The “Monster” in Macmillan’s play is seemingly clear from the moment that stage lighting illuminates the youngest face of the cast. Campbell Parsons is electrifying as Darryl, a budding psychopath who speaks with convincing intensity about burning buildings, setting off fire extinguishers and playing with knives. Darryl idolises notoriously evil figures like Charles Manson and Jack the Ripper and informs his new teacher Tom (Tony J Black) – or as he calls him – “Agency” that he has aspirations to be just like these people one day. Daryll seems to have an eerie level of unspoken insight into his situation, and Parsons – as an actor – is able to use physicality and tone to accurately command the audience’s attention.

Darryl is a child whose pain has rendered him so incapable of anything productive beyond creating a spectacle of it. He exposes his new teacher’s vulnerabilities with ease; collecting them as ammunition to be inflicted at the right time. Black holds the character of the frustrated teacher well, and when he is regrettably drawn into comments about his race and level of affluence, it is clear that Darryl has successfully projected his own feelings of difference and shame onto his next unwitting victim. Darryl’s feelings seem to be so unbearable that even his Nan is not safe, evident by a moment in which he expresses to Tom that he fantasises about stabbing her in the back when she cooks his dinner each night.
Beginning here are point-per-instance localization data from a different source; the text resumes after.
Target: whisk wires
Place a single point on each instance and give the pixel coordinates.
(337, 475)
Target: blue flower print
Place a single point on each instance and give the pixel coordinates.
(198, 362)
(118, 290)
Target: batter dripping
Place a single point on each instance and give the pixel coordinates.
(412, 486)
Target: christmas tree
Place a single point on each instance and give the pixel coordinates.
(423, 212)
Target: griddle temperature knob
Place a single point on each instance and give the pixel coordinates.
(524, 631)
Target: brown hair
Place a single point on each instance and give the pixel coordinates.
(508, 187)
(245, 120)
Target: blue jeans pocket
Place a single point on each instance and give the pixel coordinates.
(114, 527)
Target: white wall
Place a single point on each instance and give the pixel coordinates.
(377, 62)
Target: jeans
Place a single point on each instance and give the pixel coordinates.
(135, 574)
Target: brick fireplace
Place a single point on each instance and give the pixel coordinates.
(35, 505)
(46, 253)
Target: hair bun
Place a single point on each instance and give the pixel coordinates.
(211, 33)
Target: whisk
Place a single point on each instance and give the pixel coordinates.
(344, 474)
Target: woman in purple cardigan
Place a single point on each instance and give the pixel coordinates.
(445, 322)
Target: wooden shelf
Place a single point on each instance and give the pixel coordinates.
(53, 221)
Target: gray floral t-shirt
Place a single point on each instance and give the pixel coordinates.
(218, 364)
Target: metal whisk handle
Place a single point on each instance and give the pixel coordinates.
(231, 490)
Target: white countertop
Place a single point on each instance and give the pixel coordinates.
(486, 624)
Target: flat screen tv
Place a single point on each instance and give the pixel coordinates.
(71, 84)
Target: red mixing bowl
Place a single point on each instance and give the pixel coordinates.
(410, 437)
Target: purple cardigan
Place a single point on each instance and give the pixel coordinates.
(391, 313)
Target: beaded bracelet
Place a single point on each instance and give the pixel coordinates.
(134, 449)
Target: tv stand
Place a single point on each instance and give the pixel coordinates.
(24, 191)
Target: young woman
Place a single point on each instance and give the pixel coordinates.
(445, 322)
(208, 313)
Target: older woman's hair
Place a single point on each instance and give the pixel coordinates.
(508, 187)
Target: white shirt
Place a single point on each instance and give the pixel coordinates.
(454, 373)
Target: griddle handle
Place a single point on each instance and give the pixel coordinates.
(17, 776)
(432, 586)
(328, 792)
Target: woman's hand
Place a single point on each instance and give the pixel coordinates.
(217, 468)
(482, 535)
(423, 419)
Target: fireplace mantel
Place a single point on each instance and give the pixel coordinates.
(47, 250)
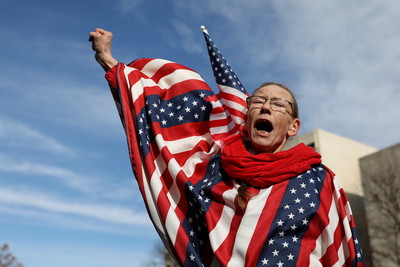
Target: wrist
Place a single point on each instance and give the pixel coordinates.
(106, 60)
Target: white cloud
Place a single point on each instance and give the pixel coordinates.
(341, 58)
(77, 181)
(187, 36)
(26, 199)
(15, 134)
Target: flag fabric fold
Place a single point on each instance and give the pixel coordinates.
(175, 126)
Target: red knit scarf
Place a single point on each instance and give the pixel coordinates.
(265, 169)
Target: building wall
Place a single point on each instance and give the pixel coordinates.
(342, 155)
(381, 180)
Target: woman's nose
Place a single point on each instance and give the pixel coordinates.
(266, 107)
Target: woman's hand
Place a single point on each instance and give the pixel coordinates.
(101, 44)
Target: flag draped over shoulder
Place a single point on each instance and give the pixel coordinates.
(175, 125)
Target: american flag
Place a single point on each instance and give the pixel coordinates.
(174, 125)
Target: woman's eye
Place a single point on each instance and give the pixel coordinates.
(278, 104)
(257, 101)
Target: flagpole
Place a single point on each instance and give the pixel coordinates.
(203, 28)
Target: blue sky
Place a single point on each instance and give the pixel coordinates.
(67, 193)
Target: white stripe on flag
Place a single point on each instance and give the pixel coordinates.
(247, 227)
(221, 230)
(231, 91)
(153, 66)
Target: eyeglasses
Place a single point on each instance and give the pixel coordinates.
(277, 104)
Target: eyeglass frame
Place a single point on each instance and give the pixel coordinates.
(266, 100)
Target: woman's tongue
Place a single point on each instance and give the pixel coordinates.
(263, 126)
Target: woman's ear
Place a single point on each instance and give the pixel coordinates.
(294, 127)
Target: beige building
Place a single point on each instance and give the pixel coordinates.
(342, 156)
(381, 181)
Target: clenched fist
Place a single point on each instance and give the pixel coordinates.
(101, 44)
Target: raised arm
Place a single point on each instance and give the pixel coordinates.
(101, 44)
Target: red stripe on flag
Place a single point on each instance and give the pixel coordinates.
(264, 223)
(317, 224)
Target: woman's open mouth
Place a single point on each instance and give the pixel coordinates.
(263, 126)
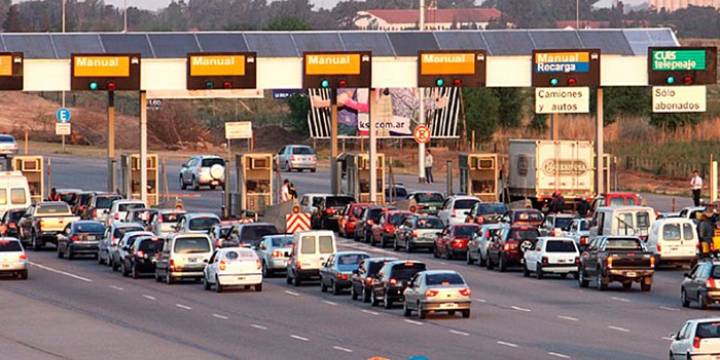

The themes in this play are not for the faint of heart. Mental illness, social class, trauma and despair bounce around the room, as the stellar acting exposes the machinations of truly flawed people. Grey areas in moral culpability are explored, and when new characters enters the stage, they serve only to ask more questions than to answer them.

 

 

Tom’s soon to be wife Jodie (Romney Hamilton), as well as Darryl’s Nan ‘Ms Clarke’ or Rita (Linda Nicholls-Gidley), both do justice to the part of people who are trapped and out of their depth. Rita’s constant and fraught attempts to avoid associations with her surname – or to take any accountability for her grandson’s behaviour – are revealing aspects of the script. It is clear that despite being lonely, Rita does not want to be bound to the responsibility with which she is endowed, and she instead chooses to find what little solace she can in her “faith”. Her partner Carl – who only ever appears as a name in this play – is a character that seems to supersede all evil that Darryl mentions he is capable of to Tom.

There are glimmers of hope and humour in the performance and in one scene, Darryl hints of the notion that a child who has been written off as “inherently bad” may perhaps be capable of empathy (or at very least guilt) if someone were to truly care for him. However, what follows this scene adds an even greater depth to the plot, in the idea that people can inflict ferocious pain onto others when their own has gone completely unchecked.

In its intimate exploration of familiar but profound themes, this is a play – and venue – that allows for a communion of thought from an invested audience. The Director and cast treat the subject matter with respect, which means the themes are capable of reaching a thinking and feeling audience. It was – at some stages in this performance – difficult to avoid exchanging furtive glances with audience members on the opposite side, as they navigated their own visceral reactions to the many transfixing moments in the play.

More than ever, it is important that human beings continue to explore the puzzling moral issues within this play. Conversations ignited after this version of Monster are likely to spill out of the theatre bar and onto the streets well after the last scene. Don’t miss out on this one, and be sure to take a good friend or family member to yarn with after the show.

I give this one 4 stars (and a fantastic director)!